His guitars weren’t always named Lucille. That is, until 1949. That winter, King was playing a dance hall in Twist, Arkansas. In order to heat the hall, a barrel half filled with kerosine was placed in the center of the hall and lit on fire. This was common practice at that time. While King was on stage, two men began to fight, and knocked the barrel over, causing the hall to go up in flames. Everyone ran out in a panic. Once outside, King realized he lad left his prized $30 Gibson guitar inside the building, and he ran back in to save it. The next day, King learned that the two men were fighting over a woman named Lucille. King named that guitar Lucille, to remind him never to do something as stupid as run back in a burning building for a guitar, and never to fight over a woman. Two people died in the fire. King was almost the third fatality.
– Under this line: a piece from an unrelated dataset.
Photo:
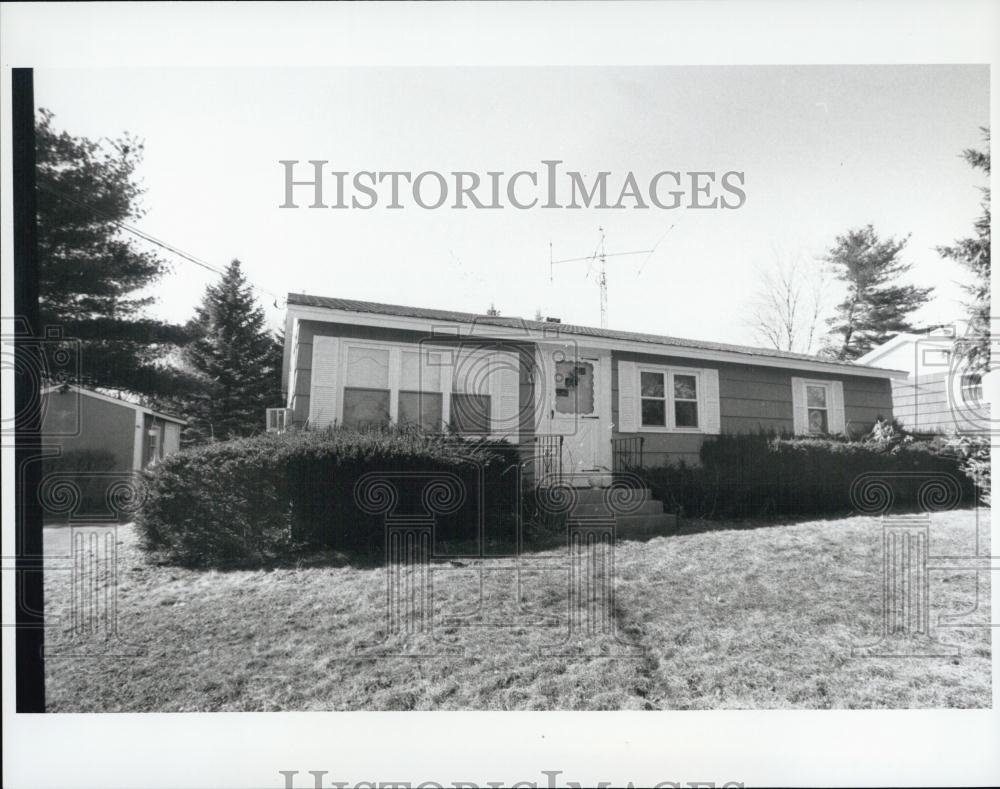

Ine song has been recored directly about Lucille. The song, names Lucille, is included on the B. B. King Anthology 1962–1998 album. In the song, which is laced with solos, King praises the guitar, and lets the audience know the love he has for the instrument. In his words, ”When I sing, I play in my mind; the minute I stop singing orally, I start to sing by playing Lucille.”
The original Lucille, a Gibson ES-355TD-SV, has F-holes in it and more. Most modern versions of Lucille are made without the f-holes, at the request of King, to help reduce feedback. The modern ones also have different inlays and a maple neck.
In 2005, for B.B. King’s 80th Birthday, Gibson made a special run of 80 Gibson Lucilles, referred to as the ’80th Birthday Lucille’. The first prototype was presented to King as a birthday present. King used the guitar as his main guitar until the summer of 2009, when it was stolen from him. On September 10, 2009, Eric Dahl unknowingly purchased the stolen instrument from a pawn shop in Las Vegas. Upon researching information on the instrument, he was contacted by a Gibson Artist Relations representative, who informed Dahl of the stolen status of the guitar. This Lucille was returned to King in late November 2009, who was happy to receive his 80th birthday present back. Dahl was more than happy to return the guitar to King.